Biden, sporting aviators and that tan suit, held up one that read: ‘This dude gets it, folks.’

‘The White House approached Seth who was more than willing to help us get the word out about vaccinations in a creative way to their youthful audience,’ an official told DailyMail.com.

The account was born after Phillips and Jerry Media founder Elliot Tebele took to the streets of New York with a cardboard sign in October 2019 that read, ‘Stop replying-all to company-wide emails,’ according to a profile in Forbes.

They shared a second sign posting, ‘Seinfeld is way better than Friends’ – staging it strategically below a Friends billboards – and the content started to get traction.

From there the @DudeWithSign account was born.

Today it boasts 7.6 million followers.

In March 2020, Phillips collaborated with the World Health Organization to dispel misinformation about COVID-19.

He held up signs including ‘stop touching your face,’ ‘wash your damn hands,’ and ‘clean your damn phone, too.’

Other COVID-related posts included, ‘nice weather doesn’t mean COVID is over,’ ‘thank you doctors, nurses and medical staff,’ and ‘there’s no excuse not to wear a mask on Halloween.’
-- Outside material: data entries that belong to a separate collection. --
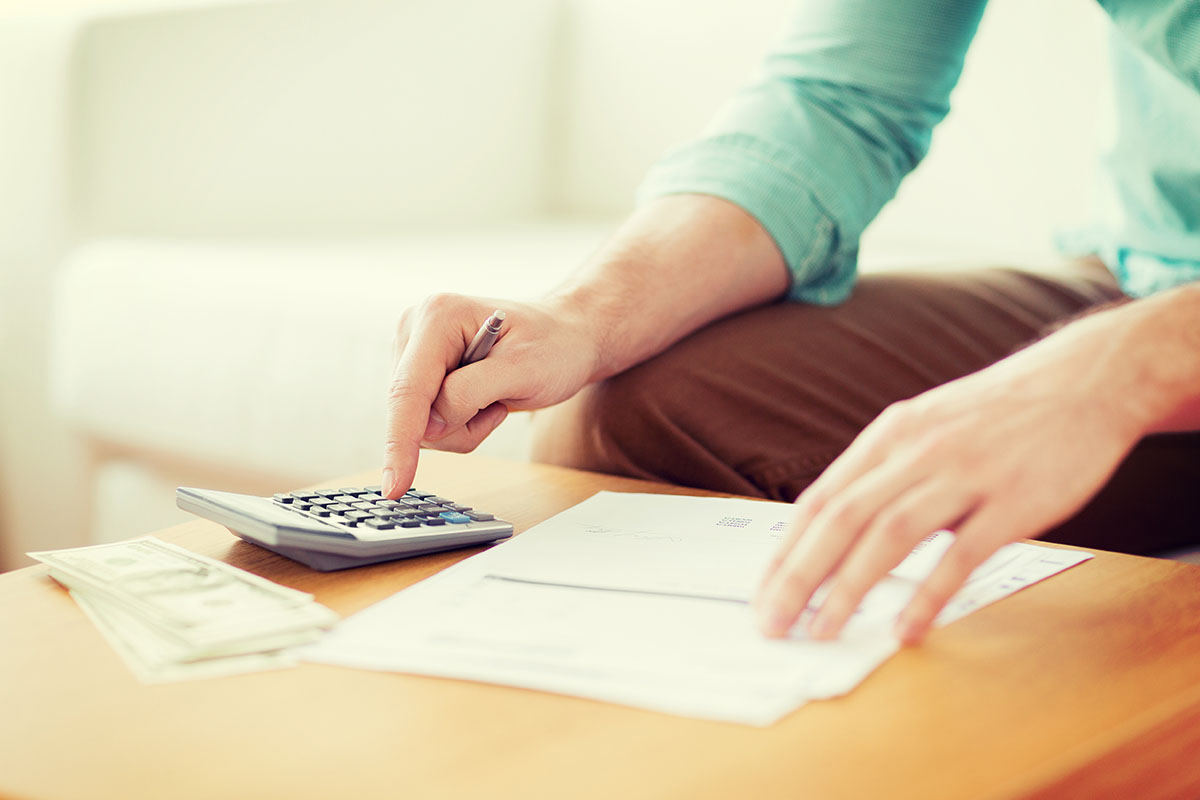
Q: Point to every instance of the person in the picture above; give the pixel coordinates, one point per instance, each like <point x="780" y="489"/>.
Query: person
<point x="723" y="340"/>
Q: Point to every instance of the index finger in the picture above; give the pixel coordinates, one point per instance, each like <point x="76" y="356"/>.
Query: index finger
<point x="415" y="382"/>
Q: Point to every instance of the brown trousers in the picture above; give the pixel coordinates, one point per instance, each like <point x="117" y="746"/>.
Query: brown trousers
<point x="760" y="403"/>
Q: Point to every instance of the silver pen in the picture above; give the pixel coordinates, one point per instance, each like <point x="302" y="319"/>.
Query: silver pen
<point x="484" y="340"/>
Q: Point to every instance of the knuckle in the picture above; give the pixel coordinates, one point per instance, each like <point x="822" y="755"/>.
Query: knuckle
<point x="790" y="584"/>
<point x="963" y="558"/>
<point x="401" y="389"/>
<point x="895" y="524"/>
<point x="441" y="302"/>
<point x="894" y="417"/>
<point x="840" y="513"/>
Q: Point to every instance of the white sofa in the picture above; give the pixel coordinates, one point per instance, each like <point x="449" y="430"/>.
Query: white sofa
<point x="211" y="212"/>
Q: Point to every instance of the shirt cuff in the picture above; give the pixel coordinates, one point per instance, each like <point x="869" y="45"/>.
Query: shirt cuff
<point x="762" y="180"/>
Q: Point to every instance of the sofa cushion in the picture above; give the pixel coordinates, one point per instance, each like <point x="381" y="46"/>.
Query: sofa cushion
<point x="273" y="359"/>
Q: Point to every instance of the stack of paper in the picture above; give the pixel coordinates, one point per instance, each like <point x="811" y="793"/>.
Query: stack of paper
<point x="173" y="614"/>
<point x="643" y="600"/>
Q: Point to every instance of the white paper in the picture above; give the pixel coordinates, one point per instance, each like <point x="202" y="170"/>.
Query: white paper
<point x="642" y="600"/>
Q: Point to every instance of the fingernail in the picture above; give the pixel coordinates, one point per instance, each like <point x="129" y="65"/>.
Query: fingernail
<point x="821" y="627"/>
<point x="773" y="623"/>
<point x="906" y="630"/>
<point x="436" y="426"/>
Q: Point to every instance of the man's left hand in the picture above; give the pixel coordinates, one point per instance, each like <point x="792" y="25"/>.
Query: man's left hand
<point x="997" y="456"/>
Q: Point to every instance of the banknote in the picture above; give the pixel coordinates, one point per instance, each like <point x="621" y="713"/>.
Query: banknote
<point x="184" y="589"/>
<point x="173" y="613"/>
<point x="155" y="660"/>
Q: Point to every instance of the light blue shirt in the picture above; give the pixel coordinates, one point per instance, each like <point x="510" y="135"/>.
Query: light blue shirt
<point x="847" y="103"/>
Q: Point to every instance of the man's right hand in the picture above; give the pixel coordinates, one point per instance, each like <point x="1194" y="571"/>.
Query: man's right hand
<point x="545" y="354"/>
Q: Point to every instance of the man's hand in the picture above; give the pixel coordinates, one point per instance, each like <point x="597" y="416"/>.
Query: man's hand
<point x="545" y="354"/>
<point x="996" y="456"/>
<point x="677" y="264"/>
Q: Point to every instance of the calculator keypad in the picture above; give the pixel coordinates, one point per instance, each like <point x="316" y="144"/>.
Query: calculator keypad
<point x="365" y="507"/>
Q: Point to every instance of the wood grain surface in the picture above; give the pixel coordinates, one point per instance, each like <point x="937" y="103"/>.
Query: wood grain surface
<point x="1084" y="685"/>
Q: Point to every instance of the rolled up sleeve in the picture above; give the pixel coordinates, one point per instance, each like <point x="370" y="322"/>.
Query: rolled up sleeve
<point x="814" y="148"/>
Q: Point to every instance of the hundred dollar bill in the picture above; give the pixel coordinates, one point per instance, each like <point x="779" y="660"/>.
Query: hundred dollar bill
<point x="205" y="603"/>
<point x="155" y="660"/>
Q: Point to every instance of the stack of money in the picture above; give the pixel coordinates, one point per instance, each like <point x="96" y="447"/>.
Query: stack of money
<point x="174" y="615"/>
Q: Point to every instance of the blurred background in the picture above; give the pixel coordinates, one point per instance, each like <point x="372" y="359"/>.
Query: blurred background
<point x="211" y="211"/>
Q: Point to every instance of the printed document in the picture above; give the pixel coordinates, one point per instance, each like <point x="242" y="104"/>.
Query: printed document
<point x="643" y="600"/>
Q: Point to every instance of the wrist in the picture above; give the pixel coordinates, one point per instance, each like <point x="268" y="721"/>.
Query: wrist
<point x="586" y="332"/>
<point x="1161" y="350"/>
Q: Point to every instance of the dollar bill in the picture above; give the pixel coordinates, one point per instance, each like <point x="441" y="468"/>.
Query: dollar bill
<point x="155" y="660"/>
<point x="169" y="607"/>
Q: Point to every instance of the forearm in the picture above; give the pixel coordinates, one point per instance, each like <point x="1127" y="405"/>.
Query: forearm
<point x="677" y="264"/>
<point x="1159" y="340"/>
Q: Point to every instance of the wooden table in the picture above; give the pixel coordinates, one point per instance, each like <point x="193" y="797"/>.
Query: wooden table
<point x="1086" y="685"/>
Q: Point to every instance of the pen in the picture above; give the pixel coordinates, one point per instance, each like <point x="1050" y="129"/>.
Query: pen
<point x="484" y="340"/>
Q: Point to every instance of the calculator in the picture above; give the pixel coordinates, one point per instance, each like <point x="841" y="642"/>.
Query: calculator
<point x="335" y="529"/>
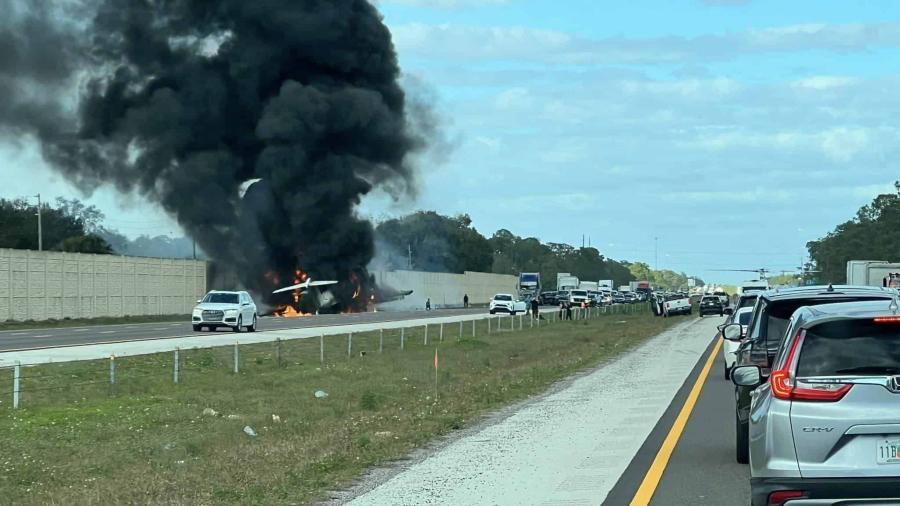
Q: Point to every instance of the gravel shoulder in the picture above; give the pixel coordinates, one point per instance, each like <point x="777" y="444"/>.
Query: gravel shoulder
<point x="567" y="446"/>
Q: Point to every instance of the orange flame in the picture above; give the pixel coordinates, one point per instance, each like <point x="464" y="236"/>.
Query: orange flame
<point x="289" y="311"/>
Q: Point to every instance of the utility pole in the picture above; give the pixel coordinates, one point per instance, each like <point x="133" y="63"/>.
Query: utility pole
<point x="40" y="232"/>
<point x="656" y="253"/>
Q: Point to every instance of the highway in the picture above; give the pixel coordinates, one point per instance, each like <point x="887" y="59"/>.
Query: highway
<point x="652" y="427"/>
<point x="701" y="469"/>
<point x="31" y="339"/>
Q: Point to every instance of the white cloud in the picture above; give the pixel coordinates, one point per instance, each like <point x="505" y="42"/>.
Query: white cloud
<point x="839" y="144"/>
<point x="756" y="195"/>
<point x="557" y="47"/>
<point x="821" y="83"/>
<point x="842" y="144"/>
<point x="514" y="98"/>
<point x="445" y="4"/>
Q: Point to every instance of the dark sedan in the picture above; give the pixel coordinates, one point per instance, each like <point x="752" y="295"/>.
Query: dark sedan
<point x="711" y="304"/>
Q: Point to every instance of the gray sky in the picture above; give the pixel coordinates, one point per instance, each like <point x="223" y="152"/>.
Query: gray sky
<point x="733" y="131"/>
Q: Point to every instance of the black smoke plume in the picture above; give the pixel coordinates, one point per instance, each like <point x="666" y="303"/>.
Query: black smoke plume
<point x="186" y="101"/>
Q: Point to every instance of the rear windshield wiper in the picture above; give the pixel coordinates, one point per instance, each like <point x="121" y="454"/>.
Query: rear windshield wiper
<point x="870" y="369"/>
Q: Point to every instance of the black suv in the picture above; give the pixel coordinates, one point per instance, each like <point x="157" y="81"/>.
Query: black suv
<point x="711" y="304"/>
<point x="771" y="318"/>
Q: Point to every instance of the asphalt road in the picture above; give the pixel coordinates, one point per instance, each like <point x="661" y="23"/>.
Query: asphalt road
<point x="701" y="469"/>
<point x="16" y="340"/>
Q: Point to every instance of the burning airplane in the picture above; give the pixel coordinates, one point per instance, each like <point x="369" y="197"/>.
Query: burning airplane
<point x="306" y="297"/>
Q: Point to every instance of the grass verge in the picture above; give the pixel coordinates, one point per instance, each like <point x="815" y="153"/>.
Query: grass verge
<point x="86" y="322"/>
<point x="79" y="440"/>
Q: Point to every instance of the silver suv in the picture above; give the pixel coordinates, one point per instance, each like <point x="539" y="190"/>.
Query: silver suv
<point x="825" y="427"/>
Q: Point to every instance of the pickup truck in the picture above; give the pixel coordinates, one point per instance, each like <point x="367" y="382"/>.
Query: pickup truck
<point x="506" y="303"/>
<point x="677" y="304"/>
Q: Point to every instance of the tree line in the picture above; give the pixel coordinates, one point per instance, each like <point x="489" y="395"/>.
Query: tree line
<point x="428" y="241"/>
<point x="422" y="241"/>
<point x="872" y="234"/>
<point x="71" y="226"/>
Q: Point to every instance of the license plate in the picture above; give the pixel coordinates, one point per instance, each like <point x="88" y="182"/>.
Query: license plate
<point x="888" y="451"/>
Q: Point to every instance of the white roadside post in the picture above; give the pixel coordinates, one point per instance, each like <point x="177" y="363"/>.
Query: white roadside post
<point x="17" y="384"/>
<point x="176" y="367"/>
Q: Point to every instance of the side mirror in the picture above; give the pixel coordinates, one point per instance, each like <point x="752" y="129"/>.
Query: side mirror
<point x="732" y="332"/>
<point x="746" y="376"/>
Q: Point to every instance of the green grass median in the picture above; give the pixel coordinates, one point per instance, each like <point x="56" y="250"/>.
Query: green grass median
<point x="79" y="439"/>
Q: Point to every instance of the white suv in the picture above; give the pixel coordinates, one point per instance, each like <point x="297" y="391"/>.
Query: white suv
<point x="225" y="309"/>
<point x="506" y="303"/>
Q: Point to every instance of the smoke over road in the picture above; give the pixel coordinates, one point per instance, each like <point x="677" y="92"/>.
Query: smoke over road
<point x="186" y="101"/>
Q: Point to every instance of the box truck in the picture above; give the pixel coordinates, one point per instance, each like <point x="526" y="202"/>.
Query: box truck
<point x="873" y="273"/>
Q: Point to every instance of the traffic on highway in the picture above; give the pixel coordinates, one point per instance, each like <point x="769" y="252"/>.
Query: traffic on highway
<point x="462" y="252"/>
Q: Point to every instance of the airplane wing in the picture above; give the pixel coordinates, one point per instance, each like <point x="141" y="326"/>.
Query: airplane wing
<point x="303" y="286"/>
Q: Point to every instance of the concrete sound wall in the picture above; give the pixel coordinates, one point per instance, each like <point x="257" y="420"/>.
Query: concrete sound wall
<point x="443" y="288"/>
<point x="42" y="285"/>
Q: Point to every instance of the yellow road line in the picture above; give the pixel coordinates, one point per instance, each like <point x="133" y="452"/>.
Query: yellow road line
<point x="654" y="474"/>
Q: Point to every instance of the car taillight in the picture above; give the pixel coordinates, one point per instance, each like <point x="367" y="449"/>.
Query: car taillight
<point x="785" y="387"/>
<point x="782" y="496"/>
<point x="820" y="392"/>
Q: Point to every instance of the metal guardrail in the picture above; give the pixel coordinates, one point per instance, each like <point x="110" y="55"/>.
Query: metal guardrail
<point x="495" y="324"/>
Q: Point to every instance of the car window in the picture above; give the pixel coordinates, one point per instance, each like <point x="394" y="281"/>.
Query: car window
<point x="221" y="298"/>
<point x="850" y="347"/>
<point x="755" y="330"/>
<point x="747" y="301"/>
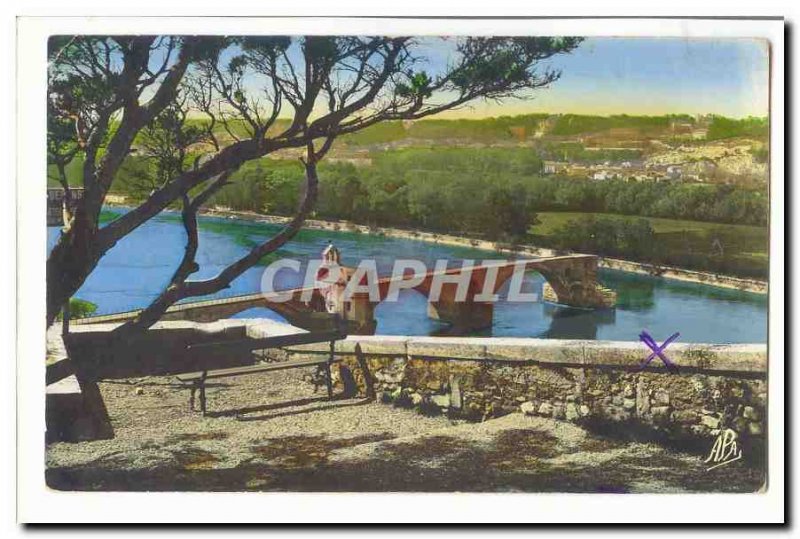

More recently his signs teased people overzealously sharing their vaccine selfies.

‘You can get the vaccine without posting it,’ one read.

White House officials have argued that to get Gen Z vaccinated they need to meet young people where they are, which is on platforms like TikTok and Instagram.

While more than 70 percent of the adults over 40 have been fully vaccinated, as of Tuesday, just 44.9 percent of 18 to 24 year olds have been fully vaccinated.